USA to Participate in Nationwide Research Effort to Help Communities Increase Resilience to Disaster
Posted on March 19, 2015
University of South Alabama researchers are joining a nationwide effort to help communities recover from disasters. The effort is the centerpiece of the Community Resilience Center of Excellence, which will be based at Colorado State University, and USA is one of 10 universities offering their expertise.
USA’s department of civil engineering will provide their unique coastal engineering knowledge related to hurricane storm surge and waves. Drs. Bret Webb and Scott Douglass will help develop risk-based tools that address vulnerability and resilience of the built environment to coastal hazards such as storm surge, waves, erosion and even sea level rise. Webb and Douglass recently authored national engineering guidance for assessing the exposure and vulnerability of coastal transportation infrastructure to extreme events.
“With well over 50 percent of the U.S. population living within 50 miles of a coastline, much of our nation’s critical infrastructure is vulnerable to coastal hazards and the expected impacts of long-term sea level rise,” said Webb, who is an associate professor of civil engineering.
“What’s more troubling is that demand in these coastal areas is increasing, putting more stress on our built environment and underscoring the need for improving the resiliency of our coastal communities,” said Webb.
The goal of the center is to develop a risk-based approach to evaluate potential strategies that improve the resilience of the built environment to natural hazards and other significant manmade disruptions. The resilience tools that the center develops will address known and frequent hazards, and gauge the ability of communities and the built environment to adapt to changing conditions and recover quickly from large-scale disasters.

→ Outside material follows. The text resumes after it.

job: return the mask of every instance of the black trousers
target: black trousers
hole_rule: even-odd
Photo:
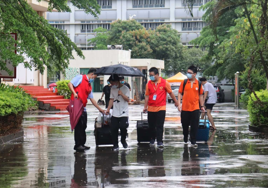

“Based on both experience and study, we understand that the built environment along our nation's shorelines is highly vulnerable today, and will face increased pressures due to the expected impacts of sea level rise and climate change in the future,” said Douglass, who is an adjunct research professor of civil engineering at USA. "However, the good news is that making our coastal infrastructure more resilient to extreme storm events today will also reduce their vulnerability in the future."
The five-year, $20 million federal project was announced by the National Institute of Standards and Technology in the U. S. Department of Commerce.
In addition to USA and Colorado State, the center’s multi-disciplinary research team includes experts in engineering, economics, data and computing, and social sciences from the University of Washington, the University of Illinois, the University of Oklahoma, Texas A&M University, Oregon State University, Rice University, the California Polytechnic University in Pomona and Texas A&M-Kingsville, along with experts from the NIST.